(feat): add dask documentation (#216)

ilan-gold · pre-commit-ci[bot] · flying-sheep · web-flow · commit 8c6c9bc2cbff · 2025-05-15T15:37:35.000+02:00
* (feat): dask docs * (chore): ad chunk size docs * (chore): note about sparse * (chore): remove unnecessary link + formatting * [pre-commit.ci] auto fixes from pre-commit.com hooks for more information, see https://pre-commit.ci * (fix): remove array api from intersphinx mapping * (fix): remove warning * (fix): increase cache number * (fix): try busting cache back * (chore): small clean ups * remove duplication * Replace fake headers with real headers * fix link * fix typos * Ilan’s remaining hatch.toml change * (feat): more tutorial info * Update docs/how-to-dask.md Co-authored-by: Severin Dicks <37635888+Intron7@users.noreply.github.com> * Update docs/how-to-dask.md Co-authored-by: Severin Dicks <37635888+Intron7@users.noreply.github.com> --------- Co-authored-by: pre-commit-ci[bot] <66853113+pre-commit-ci[bot]@users.noreply.github.com> Co-authored-by: Philipp A. <flying-sheep@web.de> Co-authored-by: Severin Dicks <37635888+Intron7@users.noreply.github.com>
diff --git a/.github/workflows/execute-nbs.yaml b/.github/workflows/execute-nbs.yaml
@@ -48,7 +48,7 @@ jobs:
           activate-environment: tutorials
           channel-priority: flexible
           environment-file: environment.yml
-          miniforge-variant: Mambaforge
+          miniforge-variant: Miniforge3
           miniforge-version: latest
           use-mamba: true
           # some important packages are not available as .tar.bz2 anymore
diff --git a/docs/conf.py b/docs/conf.py
@@ -53,6 +53,7 @@
     "sphinx.ext.intersphinx",
     "sphinx.ext.autosummary",
     "sphinx.ext.napoleon",
+    "sphinx_issues",
     "sphinxcontrib.bibtex",
     "sphinx_autodoc_typehints",
     "sphinx.ext.mathjax",
@@ -88,9 +89,13 @@
 
 intersphinx_mapping = {
     "python": ("https://docs.python.org/3", None),
-    "anndata": ("https://anndata.readthedocs.io/en/stable/", None),
+    "anndata": ("https://anndata.readthedocs.io/en/latest/", None),  # TODO: change back to stable after 0.12 release
     "numpy": ("https://numpy.org/doc/stable/", None),
     "scanpy": ("https://scanpy.readthedocs.io/en/stable/", None),
+    "fast-array-utils": ("https://icb-fast-array-utils.readthedocs-hosted.com/en/stable", None),
+    "dask": ("https://docs.dask.org/en/stable", None),
+    "scipy": ("https://docs.scipy.org/doc/scipy", None),
+    "rapids-singlecell": ("https://rapids-singlecell.readthedocs.io/en/stable/", None),
 }
 
 # List of patterns, relative to source directory, that match files and
diff --git a/docs/how-to-dask.md b/docs/how-to-dask.md
@@ -0,0 +1,102 @@
+# Dask Q&A
+
+Here we will go through some common questions and answers about `dask`, with a special focus on its integration with `scanpy` and `anndata`. For more comprehensive tutorials or other topics like {doc}`launching a cluster <dask:deploying>`, head over their documentation.
+
+## Quickstart
+
+### How do I monitor the {doc}`dask dashboard <dask:dashboard>`?
+
+If you are in a jupyter notebook, when you render the `repr` of your `client`, you will see a link, usually something like `http://localhost:8787/status`.

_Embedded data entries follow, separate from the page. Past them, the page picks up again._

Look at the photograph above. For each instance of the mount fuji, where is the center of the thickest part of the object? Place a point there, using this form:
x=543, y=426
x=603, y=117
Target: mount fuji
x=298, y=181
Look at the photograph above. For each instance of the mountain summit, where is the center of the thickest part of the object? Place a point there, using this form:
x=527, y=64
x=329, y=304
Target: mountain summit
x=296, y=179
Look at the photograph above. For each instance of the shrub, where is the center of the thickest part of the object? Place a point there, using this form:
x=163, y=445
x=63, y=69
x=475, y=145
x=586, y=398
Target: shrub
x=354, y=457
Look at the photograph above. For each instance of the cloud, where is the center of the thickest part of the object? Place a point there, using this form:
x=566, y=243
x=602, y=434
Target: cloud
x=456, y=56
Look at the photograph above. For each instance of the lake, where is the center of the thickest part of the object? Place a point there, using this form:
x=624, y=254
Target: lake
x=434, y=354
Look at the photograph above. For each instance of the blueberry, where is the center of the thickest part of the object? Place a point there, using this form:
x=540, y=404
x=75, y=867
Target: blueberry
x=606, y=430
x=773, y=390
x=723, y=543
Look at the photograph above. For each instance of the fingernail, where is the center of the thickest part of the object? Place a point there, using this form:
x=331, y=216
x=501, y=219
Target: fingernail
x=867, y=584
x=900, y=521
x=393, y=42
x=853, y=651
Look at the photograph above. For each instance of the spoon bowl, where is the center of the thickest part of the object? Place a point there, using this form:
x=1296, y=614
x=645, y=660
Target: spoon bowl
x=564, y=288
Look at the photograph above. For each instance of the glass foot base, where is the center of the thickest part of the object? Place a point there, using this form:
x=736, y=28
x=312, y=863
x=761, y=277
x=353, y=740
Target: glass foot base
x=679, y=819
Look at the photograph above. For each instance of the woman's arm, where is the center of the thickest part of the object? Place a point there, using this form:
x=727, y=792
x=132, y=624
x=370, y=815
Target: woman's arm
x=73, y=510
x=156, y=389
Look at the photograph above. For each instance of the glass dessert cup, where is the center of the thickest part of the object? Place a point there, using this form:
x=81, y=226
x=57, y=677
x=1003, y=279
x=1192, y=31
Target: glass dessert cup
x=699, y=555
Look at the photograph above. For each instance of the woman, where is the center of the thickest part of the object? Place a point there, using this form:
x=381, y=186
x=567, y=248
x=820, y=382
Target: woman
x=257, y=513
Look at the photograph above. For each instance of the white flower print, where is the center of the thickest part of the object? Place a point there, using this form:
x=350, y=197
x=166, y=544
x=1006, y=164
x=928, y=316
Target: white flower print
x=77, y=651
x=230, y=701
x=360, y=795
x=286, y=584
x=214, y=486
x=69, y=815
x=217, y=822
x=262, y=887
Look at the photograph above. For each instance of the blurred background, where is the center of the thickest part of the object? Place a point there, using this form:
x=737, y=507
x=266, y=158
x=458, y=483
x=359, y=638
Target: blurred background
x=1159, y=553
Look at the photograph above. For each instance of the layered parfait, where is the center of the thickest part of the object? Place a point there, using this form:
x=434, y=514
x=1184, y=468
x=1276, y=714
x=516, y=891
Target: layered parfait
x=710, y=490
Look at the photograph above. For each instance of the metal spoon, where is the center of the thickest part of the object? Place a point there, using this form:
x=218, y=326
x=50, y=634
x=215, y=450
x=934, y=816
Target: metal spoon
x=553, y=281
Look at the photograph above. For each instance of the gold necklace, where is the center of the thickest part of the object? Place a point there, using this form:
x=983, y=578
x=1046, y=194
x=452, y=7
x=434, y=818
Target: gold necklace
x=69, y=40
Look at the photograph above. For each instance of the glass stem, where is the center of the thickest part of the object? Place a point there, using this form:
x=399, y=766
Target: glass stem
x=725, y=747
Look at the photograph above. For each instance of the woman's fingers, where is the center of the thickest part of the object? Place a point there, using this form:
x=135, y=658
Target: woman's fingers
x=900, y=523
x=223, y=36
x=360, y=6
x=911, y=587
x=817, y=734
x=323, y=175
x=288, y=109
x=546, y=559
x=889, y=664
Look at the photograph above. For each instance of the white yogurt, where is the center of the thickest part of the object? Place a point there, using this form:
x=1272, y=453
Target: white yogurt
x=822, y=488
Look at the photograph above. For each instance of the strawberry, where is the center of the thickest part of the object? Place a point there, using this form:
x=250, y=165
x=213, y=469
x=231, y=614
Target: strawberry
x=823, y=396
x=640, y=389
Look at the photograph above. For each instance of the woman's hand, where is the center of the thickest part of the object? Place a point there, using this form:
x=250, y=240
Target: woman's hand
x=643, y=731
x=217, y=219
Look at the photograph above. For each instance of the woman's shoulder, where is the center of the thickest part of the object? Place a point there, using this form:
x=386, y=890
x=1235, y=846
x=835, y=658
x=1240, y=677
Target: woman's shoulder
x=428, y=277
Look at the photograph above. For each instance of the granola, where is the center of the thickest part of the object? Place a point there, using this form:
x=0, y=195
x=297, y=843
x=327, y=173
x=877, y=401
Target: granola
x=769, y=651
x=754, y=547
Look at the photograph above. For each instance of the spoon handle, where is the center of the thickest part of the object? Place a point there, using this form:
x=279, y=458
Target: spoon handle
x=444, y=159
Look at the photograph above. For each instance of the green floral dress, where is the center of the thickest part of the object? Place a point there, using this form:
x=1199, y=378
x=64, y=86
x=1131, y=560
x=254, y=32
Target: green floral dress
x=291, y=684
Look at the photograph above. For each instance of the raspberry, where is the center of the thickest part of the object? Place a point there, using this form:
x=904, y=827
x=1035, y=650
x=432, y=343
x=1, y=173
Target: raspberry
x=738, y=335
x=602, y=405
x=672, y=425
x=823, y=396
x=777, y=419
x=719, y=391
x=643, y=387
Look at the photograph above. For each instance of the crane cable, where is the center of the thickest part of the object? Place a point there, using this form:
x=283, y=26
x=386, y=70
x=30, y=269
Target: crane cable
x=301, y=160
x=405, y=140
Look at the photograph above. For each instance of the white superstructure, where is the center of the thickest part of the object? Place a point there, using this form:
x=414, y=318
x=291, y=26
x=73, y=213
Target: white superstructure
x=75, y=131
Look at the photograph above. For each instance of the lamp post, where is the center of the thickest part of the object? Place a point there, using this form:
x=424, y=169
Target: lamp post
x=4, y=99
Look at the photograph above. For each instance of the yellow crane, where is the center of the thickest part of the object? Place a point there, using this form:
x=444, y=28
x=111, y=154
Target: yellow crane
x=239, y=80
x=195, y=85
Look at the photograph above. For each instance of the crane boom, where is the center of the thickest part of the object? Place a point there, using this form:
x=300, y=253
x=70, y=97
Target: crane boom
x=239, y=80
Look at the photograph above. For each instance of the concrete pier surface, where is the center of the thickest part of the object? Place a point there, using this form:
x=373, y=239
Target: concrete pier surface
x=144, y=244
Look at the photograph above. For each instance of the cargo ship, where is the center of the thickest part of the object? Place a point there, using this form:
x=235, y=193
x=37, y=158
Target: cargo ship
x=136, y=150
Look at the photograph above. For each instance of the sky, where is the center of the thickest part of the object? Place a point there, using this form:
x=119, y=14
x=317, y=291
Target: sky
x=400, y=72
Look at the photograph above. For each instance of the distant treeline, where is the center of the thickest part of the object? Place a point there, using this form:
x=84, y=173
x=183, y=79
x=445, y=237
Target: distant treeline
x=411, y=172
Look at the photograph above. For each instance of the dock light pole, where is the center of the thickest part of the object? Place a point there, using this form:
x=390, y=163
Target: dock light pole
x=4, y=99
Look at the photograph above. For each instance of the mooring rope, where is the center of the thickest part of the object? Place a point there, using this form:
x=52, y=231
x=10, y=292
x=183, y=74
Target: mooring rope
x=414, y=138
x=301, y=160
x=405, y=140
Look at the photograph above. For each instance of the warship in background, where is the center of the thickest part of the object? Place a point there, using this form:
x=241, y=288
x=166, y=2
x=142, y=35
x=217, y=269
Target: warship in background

+If you are working locally, this link alone should suffice.
+
+If you are working on some sort of remote notebook from a web browser, you will need to replace `http://localhost` by the root url of the notebook.
+
+If you are in vscode, there is a [`dask` extension] which will allow you to monitor there.
+
+### How do I know how to allocate resources?
+
+In `dask`, every worker will receive an equal share of the memory available.
+So if you request e.g., a slurm job with 256GB of RAM, and then start 8 workers, each will have 32 GB of memory.
+
+`dask` distributes jobs to each worker generally based on the chunking of the array.
+So if you have dense chunks of `(30_000, 30_000)` with 32 bit integers, you will need to be have 3.6 GB for each worker, at the minimum to even load the data.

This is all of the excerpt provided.